The combination is what pushes Lingcheng past every existing exascale system. Not a single improvement - a compounding of several.
How Lingcheng Achieves Full-Stack Autonomy
If the 2016 Sunway TaihuLight represented a breakthrough in a specific chip technology, Lingcheng represents something broader. It's a fully domestically developed system across every layer of the stack.

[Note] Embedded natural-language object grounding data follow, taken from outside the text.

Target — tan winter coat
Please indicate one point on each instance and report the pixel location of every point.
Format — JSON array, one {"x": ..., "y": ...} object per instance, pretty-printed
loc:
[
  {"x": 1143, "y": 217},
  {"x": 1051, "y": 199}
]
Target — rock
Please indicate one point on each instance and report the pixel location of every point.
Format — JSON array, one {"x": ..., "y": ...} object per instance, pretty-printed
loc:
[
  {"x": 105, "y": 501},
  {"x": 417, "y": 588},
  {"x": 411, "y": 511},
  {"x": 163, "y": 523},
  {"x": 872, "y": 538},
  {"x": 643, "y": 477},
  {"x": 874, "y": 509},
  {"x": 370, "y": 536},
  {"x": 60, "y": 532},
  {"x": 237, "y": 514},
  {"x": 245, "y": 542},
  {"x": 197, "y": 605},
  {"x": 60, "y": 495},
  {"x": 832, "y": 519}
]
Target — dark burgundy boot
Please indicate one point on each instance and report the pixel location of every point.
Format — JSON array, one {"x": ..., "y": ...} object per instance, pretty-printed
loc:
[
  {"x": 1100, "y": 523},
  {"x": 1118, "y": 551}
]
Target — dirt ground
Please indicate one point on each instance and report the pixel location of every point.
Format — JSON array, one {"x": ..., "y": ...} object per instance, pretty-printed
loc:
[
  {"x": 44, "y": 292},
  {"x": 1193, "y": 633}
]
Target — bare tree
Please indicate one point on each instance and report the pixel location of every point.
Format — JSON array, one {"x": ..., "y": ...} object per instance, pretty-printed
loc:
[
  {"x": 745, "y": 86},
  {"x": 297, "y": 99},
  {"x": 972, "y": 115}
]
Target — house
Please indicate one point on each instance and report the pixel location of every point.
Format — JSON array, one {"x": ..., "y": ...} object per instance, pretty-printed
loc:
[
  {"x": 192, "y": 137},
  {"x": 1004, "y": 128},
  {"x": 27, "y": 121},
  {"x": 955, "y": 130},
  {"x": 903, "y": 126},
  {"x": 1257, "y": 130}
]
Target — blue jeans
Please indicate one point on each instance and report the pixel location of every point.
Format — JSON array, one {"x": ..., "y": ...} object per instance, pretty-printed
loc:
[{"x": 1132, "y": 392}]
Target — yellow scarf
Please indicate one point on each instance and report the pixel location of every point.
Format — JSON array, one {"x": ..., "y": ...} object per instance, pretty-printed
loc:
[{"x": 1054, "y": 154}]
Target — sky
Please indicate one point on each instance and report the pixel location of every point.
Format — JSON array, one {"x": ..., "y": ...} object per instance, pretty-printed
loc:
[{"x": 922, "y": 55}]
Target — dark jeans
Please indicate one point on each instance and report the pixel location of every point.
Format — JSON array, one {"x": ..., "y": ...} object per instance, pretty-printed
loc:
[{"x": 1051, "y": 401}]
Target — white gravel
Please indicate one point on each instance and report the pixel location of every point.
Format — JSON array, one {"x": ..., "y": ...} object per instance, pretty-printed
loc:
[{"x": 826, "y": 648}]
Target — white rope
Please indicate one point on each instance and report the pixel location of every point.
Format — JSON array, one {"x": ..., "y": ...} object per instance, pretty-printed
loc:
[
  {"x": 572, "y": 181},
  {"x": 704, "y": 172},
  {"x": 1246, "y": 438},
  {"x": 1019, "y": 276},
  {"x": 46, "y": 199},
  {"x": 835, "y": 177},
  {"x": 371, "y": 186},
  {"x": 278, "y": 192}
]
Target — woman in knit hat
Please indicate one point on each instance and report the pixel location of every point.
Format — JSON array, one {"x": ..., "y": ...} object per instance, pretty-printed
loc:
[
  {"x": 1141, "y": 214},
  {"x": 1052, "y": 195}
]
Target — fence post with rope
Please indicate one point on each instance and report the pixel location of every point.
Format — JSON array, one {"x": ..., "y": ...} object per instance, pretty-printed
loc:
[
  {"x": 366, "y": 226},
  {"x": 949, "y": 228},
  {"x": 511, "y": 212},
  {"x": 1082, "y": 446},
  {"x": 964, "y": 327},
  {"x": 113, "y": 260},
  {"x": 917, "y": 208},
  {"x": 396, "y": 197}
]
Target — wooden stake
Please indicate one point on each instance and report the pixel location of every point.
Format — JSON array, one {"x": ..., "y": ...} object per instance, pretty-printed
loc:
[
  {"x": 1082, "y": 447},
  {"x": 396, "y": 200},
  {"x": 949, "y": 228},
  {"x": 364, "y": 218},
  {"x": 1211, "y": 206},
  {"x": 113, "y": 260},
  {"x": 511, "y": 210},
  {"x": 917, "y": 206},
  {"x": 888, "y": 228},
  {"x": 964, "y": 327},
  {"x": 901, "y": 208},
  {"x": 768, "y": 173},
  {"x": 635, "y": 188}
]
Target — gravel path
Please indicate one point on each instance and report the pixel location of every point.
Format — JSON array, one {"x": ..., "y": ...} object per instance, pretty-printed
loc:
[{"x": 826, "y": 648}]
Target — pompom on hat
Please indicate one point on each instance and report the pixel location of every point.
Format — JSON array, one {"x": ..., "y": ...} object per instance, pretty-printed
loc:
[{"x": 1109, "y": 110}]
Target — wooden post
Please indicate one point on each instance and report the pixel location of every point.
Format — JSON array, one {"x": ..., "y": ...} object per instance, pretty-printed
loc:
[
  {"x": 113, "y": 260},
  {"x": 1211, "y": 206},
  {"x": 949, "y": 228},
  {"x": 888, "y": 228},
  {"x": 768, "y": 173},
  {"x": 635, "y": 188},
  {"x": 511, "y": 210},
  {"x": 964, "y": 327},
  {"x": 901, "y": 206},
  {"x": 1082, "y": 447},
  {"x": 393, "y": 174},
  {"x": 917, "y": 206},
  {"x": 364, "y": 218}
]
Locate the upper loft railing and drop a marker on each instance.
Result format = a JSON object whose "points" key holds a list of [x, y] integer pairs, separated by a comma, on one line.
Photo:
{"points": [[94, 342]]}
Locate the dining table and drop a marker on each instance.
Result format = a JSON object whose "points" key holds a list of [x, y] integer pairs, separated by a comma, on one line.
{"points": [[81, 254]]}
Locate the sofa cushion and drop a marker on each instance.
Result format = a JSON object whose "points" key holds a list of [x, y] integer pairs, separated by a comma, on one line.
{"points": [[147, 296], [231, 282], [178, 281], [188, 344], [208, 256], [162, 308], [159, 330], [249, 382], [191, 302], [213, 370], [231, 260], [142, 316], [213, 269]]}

The LX2 CPU handles compute. The Lingqi high-speed interconnect handles networking, supporting ultra-large-scale configurations with up to 2 million ports and 100,000 nodes. Storage uses a layered architecture that balances high-performance working areas against high-capacity data storage, scaling to exascale levels.
And then there's software. China's Lingcheng Supercomputer Architecture includes a custom full-stack software environment - including what Lu Yutong calls a "large-scale super-intelligent converged framework" - designed to release underlying hardware capabilities to applications in a way that's actually usable, programmable, and tunable for specific workloads.
That's the hard part most people overlook. Hardware performance numbers are one thing. Making that hardware accessible to researchers in atmospheric science, drug discovery, and materials modeling is another problem entirely.
On the energy side, Lingcheng pioneers 100% liquid-cooled computer cabinets throughout, achieving an energy efficiency ratio of 51 GFlops/W. For context: that's 51 billion floating-point operations per second for every watt consumed. Green computing efficiency at this scale of performance is genuinely difficult. Lingcheng does both simultaneously.
What Researchers Are Actually Running on Lingcheng
Performance benchmarks win rankings. What wins credibility is real output.
Since deployment, Lingcheng has supported work across atmospheric and oceanic science, engineering simulation, materials science, drug discovery, brain science, and large model inference. Its average scalability across large-scale parallel environments sits at 84.4%, which is a strong number for a system operating at this node count.
In remote sensing, Fu Haohuan's team at the National Supercomputing Center used Lingcheng to train large-scale remote sensing models and achieve high-compression reconstruction of eight years of global satellite time-series imagery. That work now underpins precipitation forecasting and disaster early warning systems.
The drug discovery application is striking. Professor Yang Yuedong at Sun Yat-sen University reports virtual screening of trillions of compounds per day using Lingcheng, combined with AI reinforcement learning methods. Screening efficiency has improved a thousandfold compared to prior approaches. The implications for precision medicine and drug development are direct, not theoretical.
These aren't planned use cases. They're running now.
Lingcheng Sets a New Benchmark - and Asks a Bigger Question
Nine years. That's how long it took China to return to the top of the world's supercomputing rankings. And this time, with China's Lingcheng Supercomputer Architecture, the return is built on something more durable than a single chip breakthrough - it's a fully integrated, domestically developed system from silicon to software.
The performance lead over El Capitan is real and measurable. But the architectural bet on all-CPU design with integrated acceleration may turn out to be the more lasting contribution. If that approach proves scalable and reproducible across generations of hardware, it could reshape how the next wave of supercomputers gets built.
For anyone working in climate science, drug discovery, AI research, or remote sensing, Lingcheng represents access to a resource capable of running what simply wasn't possible before. That's the real story behind the #1 ranking.